ASCII vs. Binary I/O

CS 321 Lecture, Dr. Lawlor, 2006/03/24

Check out these binary I/O examples (Directory, Zip, Tar-gzip).

Name
 Code
 Approx. Speed
Screen I/O
 std::cout<<x<<"\n"; a few KB/sec
Text File I/O
 std::ofstream s; s<<x<<"\n";
 15 MB/sec
Big-endian I/O
 std::ofstream s; unsigned char c[4]; c[0]=x>>24; ...; s.write(c,4);
 40 MB/sec
Native Binary I/O
 std::ofstream s; s.write((char *)&x,sizeof(x));
 200 MB/sec

Screen output is apallingly slow because a terminal program has to worry about fonts, spacing, the cursor, escape codes, and control codes for each byte of output.  It's a little faster if you use '\r' instead of '\n', which avoids scrolling.

Text (also known as ASCII) output is easy, and it's easy for humans to read, but you do have to worry about adding separator characters (space, tab, newline) or the output will be impossible to read!  Text output is slow because each character has to be processed separately.

Native binary output is where you're writing a file that contains the same bytes on disk that your program has in memory.  This is easy to do, and amazingly fast, but it doesn't work across different machines.  For example, a big-endian machine (like a PowerPC Mac) can't directly read native binary files written on a little-endian machine (like an x86 PC), or vice versa.  A 32-bit machine can't directly read 64-bit files, or vice versa.
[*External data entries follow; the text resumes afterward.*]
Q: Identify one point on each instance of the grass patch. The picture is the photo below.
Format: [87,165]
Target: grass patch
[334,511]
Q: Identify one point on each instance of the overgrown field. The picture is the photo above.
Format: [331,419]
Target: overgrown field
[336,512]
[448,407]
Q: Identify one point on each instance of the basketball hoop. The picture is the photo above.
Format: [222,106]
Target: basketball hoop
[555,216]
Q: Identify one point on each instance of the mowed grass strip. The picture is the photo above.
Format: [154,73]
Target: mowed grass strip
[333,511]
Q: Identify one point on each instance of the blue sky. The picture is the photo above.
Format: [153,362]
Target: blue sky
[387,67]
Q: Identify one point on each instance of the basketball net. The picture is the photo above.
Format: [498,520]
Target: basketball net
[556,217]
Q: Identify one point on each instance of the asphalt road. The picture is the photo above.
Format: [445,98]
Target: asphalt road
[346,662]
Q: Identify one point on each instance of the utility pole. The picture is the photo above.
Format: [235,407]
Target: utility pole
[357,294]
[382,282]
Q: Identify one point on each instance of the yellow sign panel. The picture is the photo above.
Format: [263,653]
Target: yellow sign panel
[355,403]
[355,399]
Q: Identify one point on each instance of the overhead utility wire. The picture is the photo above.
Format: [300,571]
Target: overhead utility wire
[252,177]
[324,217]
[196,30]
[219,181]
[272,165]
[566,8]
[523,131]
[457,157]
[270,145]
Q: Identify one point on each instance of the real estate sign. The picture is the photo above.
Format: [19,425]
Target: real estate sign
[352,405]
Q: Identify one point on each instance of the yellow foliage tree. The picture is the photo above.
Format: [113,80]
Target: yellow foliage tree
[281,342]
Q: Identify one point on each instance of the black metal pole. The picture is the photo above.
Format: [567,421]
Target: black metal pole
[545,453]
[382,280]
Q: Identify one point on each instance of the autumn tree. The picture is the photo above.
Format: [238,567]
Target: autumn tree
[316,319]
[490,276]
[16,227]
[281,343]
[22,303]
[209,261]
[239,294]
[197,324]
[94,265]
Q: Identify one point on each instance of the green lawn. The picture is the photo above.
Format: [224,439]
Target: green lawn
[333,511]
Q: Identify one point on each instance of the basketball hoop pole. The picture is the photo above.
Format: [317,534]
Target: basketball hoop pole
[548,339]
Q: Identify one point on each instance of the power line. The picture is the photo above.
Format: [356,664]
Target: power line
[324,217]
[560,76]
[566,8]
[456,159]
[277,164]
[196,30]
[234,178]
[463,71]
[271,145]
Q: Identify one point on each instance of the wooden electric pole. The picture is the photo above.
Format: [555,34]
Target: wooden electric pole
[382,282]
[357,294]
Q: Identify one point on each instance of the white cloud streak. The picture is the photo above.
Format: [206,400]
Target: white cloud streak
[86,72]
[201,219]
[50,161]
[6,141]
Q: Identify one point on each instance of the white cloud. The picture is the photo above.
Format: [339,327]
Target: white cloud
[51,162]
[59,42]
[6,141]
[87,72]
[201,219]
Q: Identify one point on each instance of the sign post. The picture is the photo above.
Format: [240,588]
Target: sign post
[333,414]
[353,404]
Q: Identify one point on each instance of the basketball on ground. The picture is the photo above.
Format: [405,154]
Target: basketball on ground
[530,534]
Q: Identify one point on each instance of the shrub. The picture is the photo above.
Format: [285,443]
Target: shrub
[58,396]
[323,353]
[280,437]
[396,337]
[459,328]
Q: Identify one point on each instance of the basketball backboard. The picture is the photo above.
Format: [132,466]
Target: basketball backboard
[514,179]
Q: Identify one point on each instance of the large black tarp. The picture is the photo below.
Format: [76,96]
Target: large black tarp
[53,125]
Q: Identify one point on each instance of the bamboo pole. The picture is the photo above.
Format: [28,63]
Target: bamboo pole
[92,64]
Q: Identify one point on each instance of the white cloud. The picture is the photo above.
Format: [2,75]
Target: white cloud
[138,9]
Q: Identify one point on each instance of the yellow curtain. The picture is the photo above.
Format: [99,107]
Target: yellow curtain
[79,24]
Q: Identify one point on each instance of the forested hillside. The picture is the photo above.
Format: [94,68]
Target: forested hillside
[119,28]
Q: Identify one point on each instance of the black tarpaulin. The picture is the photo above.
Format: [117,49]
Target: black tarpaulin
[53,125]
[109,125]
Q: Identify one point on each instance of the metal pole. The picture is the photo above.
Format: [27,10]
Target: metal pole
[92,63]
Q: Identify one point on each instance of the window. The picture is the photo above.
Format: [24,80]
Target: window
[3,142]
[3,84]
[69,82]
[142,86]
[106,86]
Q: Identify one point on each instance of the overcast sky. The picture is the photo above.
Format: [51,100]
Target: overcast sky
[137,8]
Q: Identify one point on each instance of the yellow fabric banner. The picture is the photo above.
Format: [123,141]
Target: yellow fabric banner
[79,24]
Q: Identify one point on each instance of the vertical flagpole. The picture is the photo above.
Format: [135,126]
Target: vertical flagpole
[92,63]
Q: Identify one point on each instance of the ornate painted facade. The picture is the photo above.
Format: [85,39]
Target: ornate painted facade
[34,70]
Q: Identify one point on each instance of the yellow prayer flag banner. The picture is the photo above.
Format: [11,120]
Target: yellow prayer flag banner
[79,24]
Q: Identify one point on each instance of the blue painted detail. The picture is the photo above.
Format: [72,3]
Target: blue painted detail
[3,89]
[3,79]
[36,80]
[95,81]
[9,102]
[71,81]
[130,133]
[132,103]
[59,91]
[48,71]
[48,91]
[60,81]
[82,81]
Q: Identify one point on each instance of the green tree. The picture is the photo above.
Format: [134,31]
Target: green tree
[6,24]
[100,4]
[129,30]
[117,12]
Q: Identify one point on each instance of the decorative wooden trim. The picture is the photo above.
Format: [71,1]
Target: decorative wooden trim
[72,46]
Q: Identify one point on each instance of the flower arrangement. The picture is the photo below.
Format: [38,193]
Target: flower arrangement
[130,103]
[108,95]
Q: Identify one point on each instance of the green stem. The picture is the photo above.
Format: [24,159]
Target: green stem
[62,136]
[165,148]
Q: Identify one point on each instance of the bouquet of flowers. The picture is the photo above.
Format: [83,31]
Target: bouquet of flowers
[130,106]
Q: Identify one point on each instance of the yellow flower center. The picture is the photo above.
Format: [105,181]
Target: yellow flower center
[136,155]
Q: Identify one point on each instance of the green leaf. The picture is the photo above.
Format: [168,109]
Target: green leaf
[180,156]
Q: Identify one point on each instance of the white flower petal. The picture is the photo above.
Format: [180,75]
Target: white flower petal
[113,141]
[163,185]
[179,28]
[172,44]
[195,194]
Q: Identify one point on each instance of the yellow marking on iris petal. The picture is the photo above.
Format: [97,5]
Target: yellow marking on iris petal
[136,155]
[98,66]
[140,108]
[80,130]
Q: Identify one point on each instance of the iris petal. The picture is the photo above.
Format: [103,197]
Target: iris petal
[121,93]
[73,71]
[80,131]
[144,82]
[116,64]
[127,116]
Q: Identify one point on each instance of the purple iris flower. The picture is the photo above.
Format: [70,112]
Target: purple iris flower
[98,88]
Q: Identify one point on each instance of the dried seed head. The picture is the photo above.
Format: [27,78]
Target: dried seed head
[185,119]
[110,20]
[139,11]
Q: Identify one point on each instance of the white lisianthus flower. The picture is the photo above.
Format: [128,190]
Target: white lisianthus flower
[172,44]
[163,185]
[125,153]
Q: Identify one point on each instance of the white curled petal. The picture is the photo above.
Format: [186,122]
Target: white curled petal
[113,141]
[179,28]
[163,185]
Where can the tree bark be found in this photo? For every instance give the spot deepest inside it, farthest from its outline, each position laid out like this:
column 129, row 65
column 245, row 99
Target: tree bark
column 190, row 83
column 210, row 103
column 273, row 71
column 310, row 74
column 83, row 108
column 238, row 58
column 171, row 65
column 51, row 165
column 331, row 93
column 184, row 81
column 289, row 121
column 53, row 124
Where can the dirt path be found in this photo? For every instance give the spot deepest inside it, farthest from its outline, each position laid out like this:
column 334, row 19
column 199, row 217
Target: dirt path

One fix for this is to always write native binary files (because they're convenient for you to write), but check the format and do any conversion at read time.  The conversion needed (for example, from big-endian 32-bit to little-endian 64-bit) might be really nasty, though, and it's tricky to describe the file format in a portable way.

The other fix for the endianness problem is to always write a standard format, like 32-bit big-endian integers.  This isn't too hard to do, especially if you write a little library to do it, although it does cost a little speed.

One huge advantage of binary-style files is that every integer is the same size--you don't have to store and look for spaces or tabs between integers, they're just right next to each other.  This allows us to jump to anywhere in a file by computing the byte offset.  For example, to jump to integer i in a file full of 32-bit intgers, we just "seek" to byte 4*i.  std::ofstream can do this with the "seekg" routine.